Obří důl (lit. 'Giant valley'; Riesengrund) is a valley in the Giant Mountains in the Hradec Králové Region of the Czech Republic. The valley lies in the municipal territory of Pec pod Sněžkou and within the Krkonoše National Park. It is a valley of the upper course of the Úpa River, stretching between the foots of the Sněžka and Studniční hora mountains. The valley was formed by a Quaternary glacier that reached a thickness of up to 100 m.

In the valley lie the ashes of botanist Karel Kavina (1890–1948), as well as the resting place of several unfortunate individuals who fell from the top of Sněžka.

== Úpská jáma and historical sites ==
Úpská jáma is a glacial cirque that forms the uppermost section of Obří důl.
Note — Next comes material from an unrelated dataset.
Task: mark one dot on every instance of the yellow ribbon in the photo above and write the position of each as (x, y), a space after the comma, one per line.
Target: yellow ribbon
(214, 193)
Its slopes rise up to 600 m in height.

Historically, Obří bouda Hut stood on Czech territory since the mid-17th century but was demolished in 1982. On the Polish side of the border, the Silesian House, built in 1847, remains in use today.

Within Obří důl, there once stood Kovárna, a building constructed before 1568 as a mining forge. Over time, it was converted into a tourist restaurant and later into a nature conservation facility. However, it was demolished in 1979.

==Mining==
From the 16th century until the beginning of the 20th century, the area was home to mines for copper, iron and arsenic ores. The Kovárna mine, located near the former Kovárna hut, has been open to the public since 2004.